March 2019 Valuation
• The next valuation of the Group’s portfolio will be as at 31 March 2019 and will be published as part of the Company’s Annual Results in May 2019.
• A final view of the total cost of the resolution of the issues arising from the liquidation of Carillion is expected to be included in the Annual Results in May 2019.
• A number of value enhancements during the period resulted in non-material increases to the Company’s NAV which will be reflected in the 31 March 2019 valuation:
– Construction of the last of 14 primary care centres across the Republic of Ireland was completed in the period. This will be reflected in the 31 March 2019 valuation through a lower discount rate being used to value the investment on the Irish Primary Care Centres PPP project, resulting in a slight uplift to NAV.
– The signing of replacement facilities management contracts for the Queen Alexandra Hospital and the Northwood MoD Headquarters in the period, and the consequent de-risking this represents, will be reflected in a review of the discount rates used to value these projects as at 31 March 2019.
– Canadian P3 road project Northwest Anthony Henday commenced a variation to upgrade its existing lighting system to a LED solution during the period. This upgrade is expected to represent a small increase to the project’s valuation.
• In relation to the macroeconomic assumptions used in the Company’s valuation of the portfolio, the new ‘Tax Plan 2019’ came into effect in the Netherlands on 1 January 2019. The corresponding reduction in the corporate tax rate will deliver a small NAV uplift to the Company’s three projects based in the country: Zaanstad Penitentiary, the A9 Road, Breda Court and Dutch High Speed Rail Link.

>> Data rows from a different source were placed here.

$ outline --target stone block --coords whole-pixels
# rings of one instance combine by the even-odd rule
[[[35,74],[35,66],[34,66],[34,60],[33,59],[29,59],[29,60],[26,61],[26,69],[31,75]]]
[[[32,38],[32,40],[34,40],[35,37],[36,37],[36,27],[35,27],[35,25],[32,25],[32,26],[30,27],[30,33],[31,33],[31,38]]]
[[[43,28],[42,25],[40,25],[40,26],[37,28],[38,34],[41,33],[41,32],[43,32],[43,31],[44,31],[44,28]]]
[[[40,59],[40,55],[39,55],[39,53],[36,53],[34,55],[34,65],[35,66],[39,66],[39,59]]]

• The previously reported building defects and operational issues at a hospital PPP are proving challenging to resolve and are expected to result in a reduction in the value of this project at 31 March 2019, resulting in a small NAV movement.
• Negotiations with Ofwat will continue over the coming months in relation to the submission of Affinity Water’s PR19 business plan and, to the extent new information becomes available, this will be considered as part of the 31 March 2019 valuation of the investment.
• The Company notes the new, recently proposed House of Lords consultation on RPI calculation methodology. No material new information has been made available since the previous review in 2012, and no specific change has yet been put forward; accordingly this is not expected to impact the March 2019 valuation.
Market and Outlook
• The Group’s portfolio has historically had low exposure to construction risk on greenfield PPP projects. The Investment Adviser continues to seek opportunities in this area across HICL’s target geographies (UK, Europe, North America and Australia / New Zealand).
• Following the incremental investment in the A63 Motorway, the Group is close to the 20% limit on demand-based assets with GDP-correlated returns and therefore there is limited appetite to seek further acquisitions of this type at this time.
• Regulated assets remain of interest where appropriate opportunities can be found. The Company continues to bid for OFTOs in Ofgem’s Tender Round 5 in the UK, alongside consortium partner, Diamond Transmission Corporation Limited (a subsidiary of Mitsubishi Corporation).
• Market pricing generally remains elevated and competition is high for good quality assets in HICL’s target markets. The Investment Adviser regularly assesses opportunities and, where deemed appropriate, makes bids on behalf of HICL with a strong focus on maintaining the discipline necessary to ensure that new acquisitions improve the Company’s accretion metrics for the portfolio.